In the face of this challenge, the Catholic understanding of the human person is not individualistic, rather, the person is seen as essentially a social being, created to live with and for others, created for self-giving love. The Gospel of Christ, the virtues, beatitudes and commandments, shape persons who are called to find true fulfilment in self-giving love, in the service of others, first in the family and then in the wider society. In community, Christians are always called to respect the common good.
At the same time, Catholic insistence on the immortal nature and destiny of each human person includes a struggle for his or her rights and duties in society, for justice. This struggle for the ‘truth of the person’ sets the Church on a collision course with the aggressive individualism that dominates much modern culture, expressed in ideologies based on self-liberation or the absolute right to do as one wishes. There is no point in concealing this conflict from students in our schools. They need to be prepared for it, and invited to choose where they will eventually stand in a struggle that has eternal consequences.
The final dimension of human personhood may be termed ‘ultimate self-transcendence’. We live towards death. This is the mystery we confront (Gaudium et Spes, 18) But what happens to a person after the body decays in death? The Christian hope of eternal life rests not only on our belief in the immortality of the soul but on the bodily Resurrection of Jesus of Nazareth. The Resurrection also reveals that persons are only complete as living bodies. The risen Lord Jesus shows us what we will be like when all time ends, when this material universe reaches its fulfilment. The human person is destined to be raised up, to enjoy an embodied eternal existence in union with God. We do not lose our personhood through death, rather we enter that dimension where we shall enjoy God for ever in mutual self-giving love.

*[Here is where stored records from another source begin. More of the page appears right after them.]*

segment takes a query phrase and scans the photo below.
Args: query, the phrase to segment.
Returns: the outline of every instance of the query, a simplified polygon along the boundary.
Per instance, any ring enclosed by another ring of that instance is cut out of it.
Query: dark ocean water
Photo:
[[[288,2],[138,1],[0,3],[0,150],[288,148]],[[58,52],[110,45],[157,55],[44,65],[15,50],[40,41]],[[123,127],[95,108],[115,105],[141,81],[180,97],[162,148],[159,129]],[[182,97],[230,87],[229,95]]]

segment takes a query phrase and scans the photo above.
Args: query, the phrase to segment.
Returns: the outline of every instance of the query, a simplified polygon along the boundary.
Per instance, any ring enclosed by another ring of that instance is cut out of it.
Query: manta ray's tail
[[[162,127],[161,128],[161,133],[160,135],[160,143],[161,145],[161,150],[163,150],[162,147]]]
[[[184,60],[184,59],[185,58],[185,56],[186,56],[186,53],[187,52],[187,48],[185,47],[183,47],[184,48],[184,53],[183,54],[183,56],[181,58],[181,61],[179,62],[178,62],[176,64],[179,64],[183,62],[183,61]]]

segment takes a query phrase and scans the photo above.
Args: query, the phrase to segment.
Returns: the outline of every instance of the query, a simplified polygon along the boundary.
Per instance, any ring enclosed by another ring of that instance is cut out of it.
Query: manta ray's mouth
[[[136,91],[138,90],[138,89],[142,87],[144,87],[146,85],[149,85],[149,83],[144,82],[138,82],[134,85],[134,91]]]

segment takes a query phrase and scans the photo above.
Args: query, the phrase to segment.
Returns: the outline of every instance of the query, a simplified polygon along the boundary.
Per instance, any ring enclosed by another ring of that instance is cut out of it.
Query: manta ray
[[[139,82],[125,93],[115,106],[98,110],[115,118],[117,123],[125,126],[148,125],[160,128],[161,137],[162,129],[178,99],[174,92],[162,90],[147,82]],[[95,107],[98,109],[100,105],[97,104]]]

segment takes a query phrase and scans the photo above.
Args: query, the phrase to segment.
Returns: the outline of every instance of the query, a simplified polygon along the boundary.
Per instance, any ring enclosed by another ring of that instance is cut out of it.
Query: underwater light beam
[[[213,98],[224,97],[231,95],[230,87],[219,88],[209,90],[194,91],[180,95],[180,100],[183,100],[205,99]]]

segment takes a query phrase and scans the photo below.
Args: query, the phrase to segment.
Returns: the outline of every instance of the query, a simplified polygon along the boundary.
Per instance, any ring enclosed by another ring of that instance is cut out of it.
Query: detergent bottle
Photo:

Yet there is no inevitability here. Our personhood is still respected in terms of our capacity to choose and decide our destiny. We are not forced towards glory. What we do and say in this life matters greatly. Our choices here and now shape our way beyond death, whether towards an eternal embodied life with God or towards a complete separation from God.
Faced with this call to eternal life, we should yearn for the divine, aware that this world is not where we finally belong. Yet for now we remain part of it, and our moral struggle continues amidst the hopes and sufferings of daily existence. Therefore the human person remains the mystery and paradox. Each of us is made of the dust of stars, yet alive with the ‘bright promise of immortality’.